Methane tractor trial a success for large-scale horticulture business

A large-scale Cornish vegetable grower has had success trialling a methane-powered tractor. Having put the tractor through its paces for nearly 12 months, Daniel Collins, Farm Operations Manager at Riviera Produce, has been impressed with its performance.

“Innovation and sustainability are two of our key values here at Riviera,” says Daniel Collins. “We are constantly striving to do things in the most efficient way possible, while also being mindful of our environmental impact.”

Efforts to reduce the business’ carbon footprint include installing renewable energy systems and using cover cropping. Reducing fossil fuel use was the next natural step, and Daniel wanted to explore innovative ways of doing so: “A big part of our carbon footprint is diesel use, so we’re keen to find a more sustainable fuel option.”

Putting the T6 to the test

With over 8,000 acres and as one of the UK’s leading producers of brassicas, Riviera Produce runs a fleet of 60 New Holland tractors. Daniel and his colleagues jumped at the opportunity to trial the methane-powered New Holland T6 in July 2021, putting it to work alongside the diesel-powered fleet. They tested the tractor across most operations, including haulage to the packhouse, fertiliser spreading and groundwork.

“Most people would never have known it wasn’t a diesel tractor,” says Daniel. “We put it through its paces like any other tractor on the farm. It’s proved to be a versatile machine and has stood up to every challenge. When compared with our conventional diesel tractors, it performed in equal measure.”

Running costs and overall reliability of the tractor matched up well with their conventional machines. “Reliability is key for us as a business, and this is something we really look for in a tractor,” he says. “It was great to see that the methane tractor was just as reliable as our other machines.”
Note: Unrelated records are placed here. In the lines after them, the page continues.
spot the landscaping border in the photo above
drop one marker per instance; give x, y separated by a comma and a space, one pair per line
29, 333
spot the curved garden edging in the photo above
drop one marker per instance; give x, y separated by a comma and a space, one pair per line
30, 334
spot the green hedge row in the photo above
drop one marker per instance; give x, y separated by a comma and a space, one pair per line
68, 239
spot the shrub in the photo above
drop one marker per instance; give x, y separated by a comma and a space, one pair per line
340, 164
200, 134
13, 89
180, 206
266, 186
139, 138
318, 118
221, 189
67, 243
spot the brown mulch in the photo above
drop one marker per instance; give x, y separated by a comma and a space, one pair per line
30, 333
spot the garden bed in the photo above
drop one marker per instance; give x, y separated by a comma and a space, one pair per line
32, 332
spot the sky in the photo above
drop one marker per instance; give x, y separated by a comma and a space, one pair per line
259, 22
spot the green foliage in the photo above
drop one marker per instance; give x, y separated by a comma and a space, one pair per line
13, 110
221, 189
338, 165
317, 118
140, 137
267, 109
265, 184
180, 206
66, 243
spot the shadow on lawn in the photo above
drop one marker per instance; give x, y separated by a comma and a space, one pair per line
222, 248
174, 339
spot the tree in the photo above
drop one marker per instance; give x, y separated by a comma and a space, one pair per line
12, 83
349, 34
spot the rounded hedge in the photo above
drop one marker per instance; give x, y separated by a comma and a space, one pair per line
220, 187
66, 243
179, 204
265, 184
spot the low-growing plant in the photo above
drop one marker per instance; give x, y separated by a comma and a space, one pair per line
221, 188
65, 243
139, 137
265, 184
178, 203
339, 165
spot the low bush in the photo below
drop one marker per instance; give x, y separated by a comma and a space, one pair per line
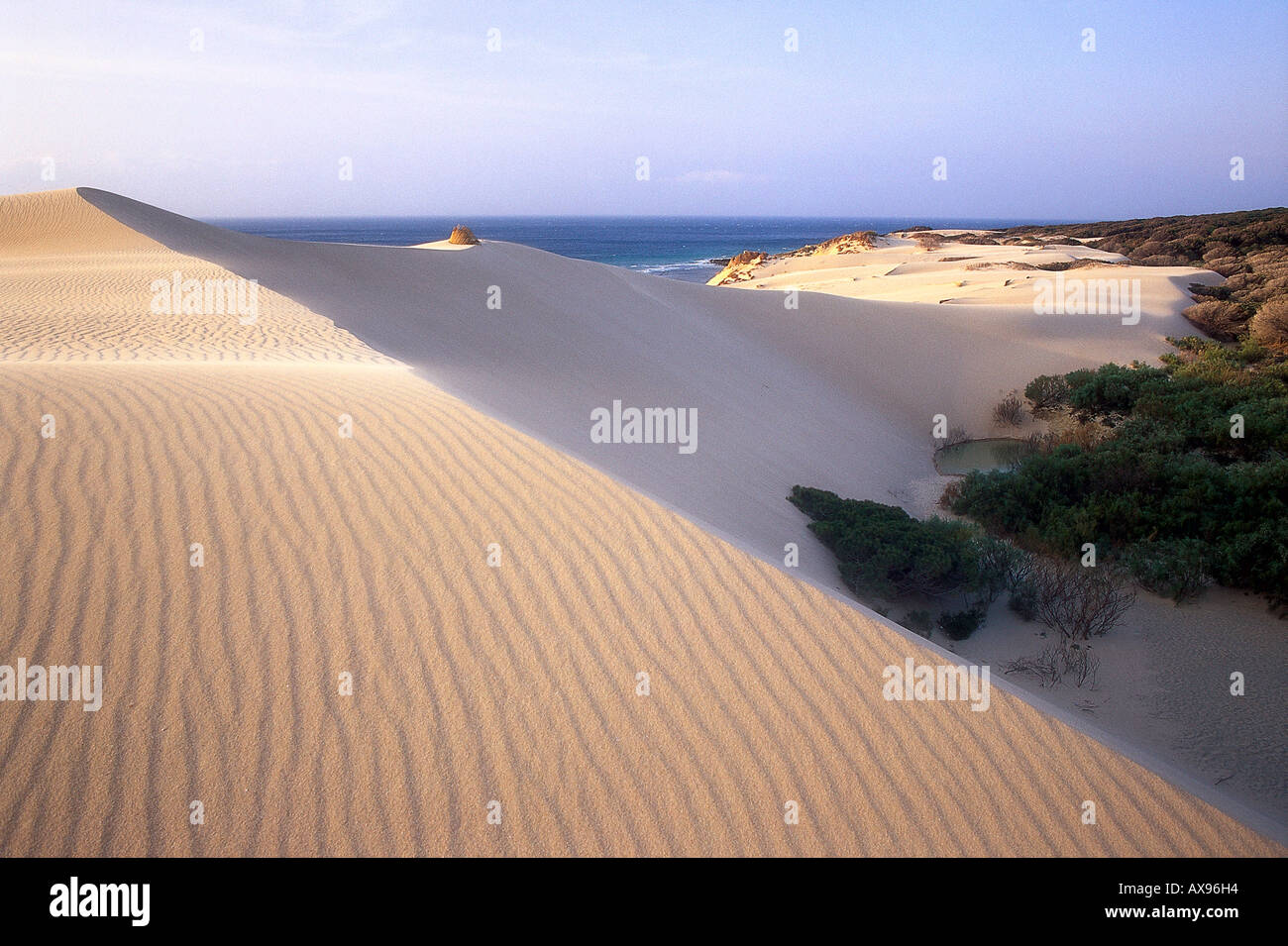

Locally-produced fuel increases appeal

The only challenge was the fuel capacity, explains Daniel: “We did find we were having to refuel every three to six hours. But the refuelling process itself was quick and simple, with the methane supplied in large gas tanks and a fuel bowser that could be brought out to the field.”
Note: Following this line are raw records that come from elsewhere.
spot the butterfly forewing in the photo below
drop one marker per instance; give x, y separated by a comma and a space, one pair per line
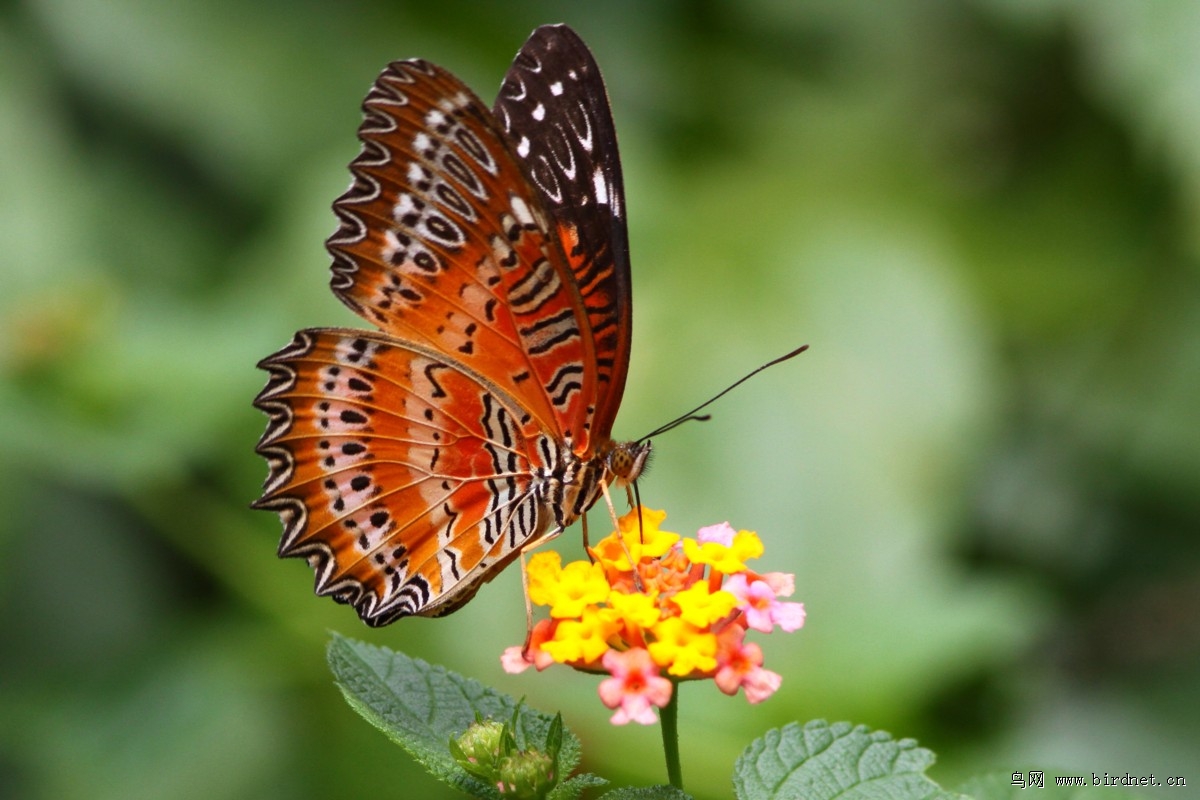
444, 241
556, 112
409, 465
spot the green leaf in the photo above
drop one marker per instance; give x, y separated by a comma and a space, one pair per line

The methane fuel was provided by local company Bennamann, which has developed a system to capture biogas from covered slurry lagoons on dairy farms in the Cornwall County Farms Estate and convert it to compressed biomethane.

“The fact that the fuel is produced just ten minutes down the road is a big plus for us,” says Daniel. “It’s a much more sustainable option than using finite fossil fuels. As the technology and fuel infrastructure develops, we will definitely be considering updating our fleet to include methane-powered vehicles.”